Once McCain chose to go after Ayers without being prompted to do so, he had to go all the way and push the Illinois Senator to try to rattle Obama and obtain some sort of defensive answer. If he was not willing to do so, he should have stuck to other topics and let Ayers go. The middle ground he adopted was the worst of both worlds. If anything, he gave Obama a platform to explain to viewers his version of the Ayers story, point out calmly, for instance, that there were a number of Republicans on that board and then still have time to blame McCain for seeking to not talk about issues and about the economy.
McCain’s chaotic stream of contradictions neutralized his most forceful attacks. Another poorly prepared McCain attack that set up a strong response for Obama was the Republican’s assertion that the Democrat had never stood up to leaders of his own party. Obama calmly countered with a list of examples (some of which substantive, like teacher pay) that elicited more counter-productive mumblings by McCain (”an overwhelming vote”).
Another puzzling moment was McCain’s answer on abortion. Obama himself took the dangerous path of voluntarily talking at length about a topic that a Democrat usually wants to stay away from - even more so when the electoral battle is now being waged on red turf. But McCain chose to appeal solely to the base on a question that is important to many independent female voters. He launched into a powerful diatribe against abortion that extended beyond hitting Obama on partial-birth abortion: McCain also denounced “health provisions,” which he described as part of the “extreme” agenda and taking the risk of turning off some undecided women voters.
All of this only concerns the substance of McCain’s attacks - their tone is an entirely different story. McCain once again let his visceral dislike for Obama shine through, and that was his undoing for the third straight debate. The fire behind his initial references to Joe the Plumber soon gave way to a sense of gimmickry; he was finally on the offensive, but his inability to not use a personal tone undercut even his most effective charges as it made him look more emotional than forceful. While listening to Obama, McCain looked angry, then content, then annoyed, then exasperated; he sighed, sneered, rolled his eyes and cast stunned and wide-eyed looks on his opponent. When on the attack, he was alternatively fiery, angry, passionate and mean. And then there was the sarcasm, so much sarcasm, constant sarcasm - and can attacks voiced in a tone dripping with contempt ever prove effective?

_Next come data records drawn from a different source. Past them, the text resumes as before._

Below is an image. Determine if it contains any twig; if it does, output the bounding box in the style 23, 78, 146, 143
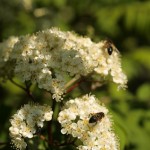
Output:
9, 79, 35, 101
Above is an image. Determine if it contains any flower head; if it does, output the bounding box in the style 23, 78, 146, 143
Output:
0, 28, 127, 101
9, 104, 53, 150
58, 95, 119, 150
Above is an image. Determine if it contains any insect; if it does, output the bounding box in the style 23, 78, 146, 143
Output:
89, 112, 105, 123
105, 39, 118, 55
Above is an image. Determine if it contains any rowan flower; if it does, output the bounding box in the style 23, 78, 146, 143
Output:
0, 28, 127, 101
58, 95, 119, 150
9, 104, 53, 150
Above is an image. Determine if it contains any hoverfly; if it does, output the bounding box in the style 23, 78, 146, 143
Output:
89, 112, 105, 123
105, 39, 118, 55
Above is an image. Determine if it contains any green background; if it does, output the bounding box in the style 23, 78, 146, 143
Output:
0, 0, 150, 150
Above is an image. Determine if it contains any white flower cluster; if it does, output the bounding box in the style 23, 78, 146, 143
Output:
9, 104, 53, 150
58, 95, 119, 150
0, 28, 127, 101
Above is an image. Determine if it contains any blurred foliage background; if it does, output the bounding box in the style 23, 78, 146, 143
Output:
0, 0, 150, 150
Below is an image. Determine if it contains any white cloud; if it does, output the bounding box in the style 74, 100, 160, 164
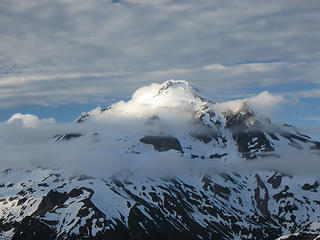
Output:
7, 113, 55, 128
0, 0, 320, 107
0, 81, 320, 177
246, 91, 285, 116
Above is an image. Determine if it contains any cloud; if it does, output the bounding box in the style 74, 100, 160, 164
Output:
0, 0, 320, 107
7, 113, 55, 128
246, 91, 285, 115
0, 81, 320, 177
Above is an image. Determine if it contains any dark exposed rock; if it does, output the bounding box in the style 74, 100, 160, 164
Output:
53, 133, 82, 141
209, 153, 228, 159
301, 181, 319, 191
140, 136, 182, 152
12, 217, 56, 240
254, 174, 270, 215
32, 190, 69, 217
267, 173, 282, 188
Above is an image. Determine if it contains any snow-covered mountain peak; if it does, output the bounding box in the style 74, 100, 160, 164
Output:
132, 80, 203, 107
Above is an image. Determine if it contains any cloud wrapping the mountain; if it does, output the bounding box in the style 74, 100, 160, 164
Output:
0, 0, 320, 107
0, 81, 320, 177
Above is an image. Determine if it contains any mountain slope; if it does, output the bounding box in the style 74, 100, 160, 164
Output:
0, 80, 320, 239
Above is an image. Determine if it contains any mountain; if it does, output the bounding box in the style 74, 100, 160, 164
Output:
0, 80, 320, 239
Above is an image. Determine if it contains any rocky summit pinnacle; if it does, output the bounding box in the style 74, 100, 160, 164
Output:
0, 80, 320, 239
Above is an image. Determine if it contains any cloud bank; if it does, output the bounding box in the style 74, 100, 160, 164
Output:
0, 81, 320, 177
0, 0, 320, 108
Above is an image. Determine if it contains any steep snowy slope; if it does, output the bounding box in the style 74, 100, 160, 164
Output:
0, 80, 320, 239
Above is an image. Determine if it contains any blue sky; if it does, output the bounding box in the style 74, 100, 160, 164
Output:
0, 0, 320, 136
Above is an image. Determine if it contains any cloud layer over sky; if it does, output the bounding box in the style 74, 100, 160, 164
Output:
0, 0, 320, 124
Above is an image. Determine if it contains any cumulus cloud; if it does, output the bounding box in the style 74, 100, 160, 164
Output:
0, 0, 320, 107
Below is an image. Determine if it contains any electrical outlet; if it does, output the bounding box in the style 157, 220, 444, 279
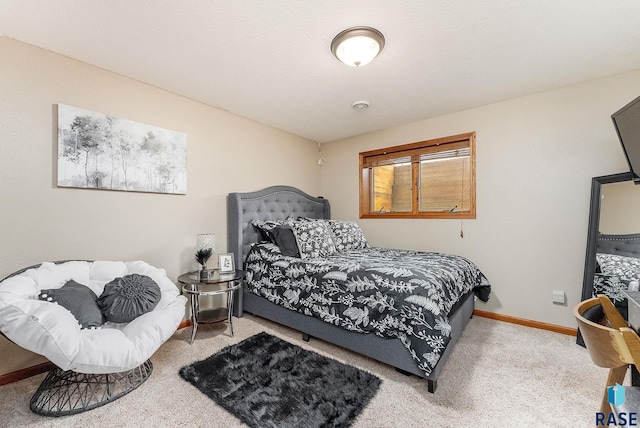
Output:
553, 290, 566, 305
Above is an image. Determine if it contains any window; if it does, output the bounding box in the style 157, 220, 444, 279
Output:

In short, McCain went through an entire palette of emotions in the span of 90 minutes - and the resulting visuals were atrocious for the Arizona Senator.
This has been the story of the past few months. Just when McCain appears to be making progress, he undermined himself. He picked Sarah Palin and gave up on the experience argument that had been working or him in August; he allowed his campaign to bring up Ayers, mentioned him himself before backing down; his allowed gimmicky routines like his campaign suspension to get in the way of the urgent need for McCain to articulate an economic agenda and distinguish himself from President Bush.
McCain might not have lost tonight, but he did not win either - and that was a self-inflicted wound.
Update: The snap polls give Obama a clear victory, and while this could change as impressions set in the snap polls of the first two debates were confirmed by subsequent numbers. CNN’s poll has Obama winning the debate 58% to 31%;CBS’s poll of uncommitted voters had Obama 53% winning to 22%. Politico/Insider Advantage’s poll of undecided voters has a much smaller margin, 49% to 46% for Obama.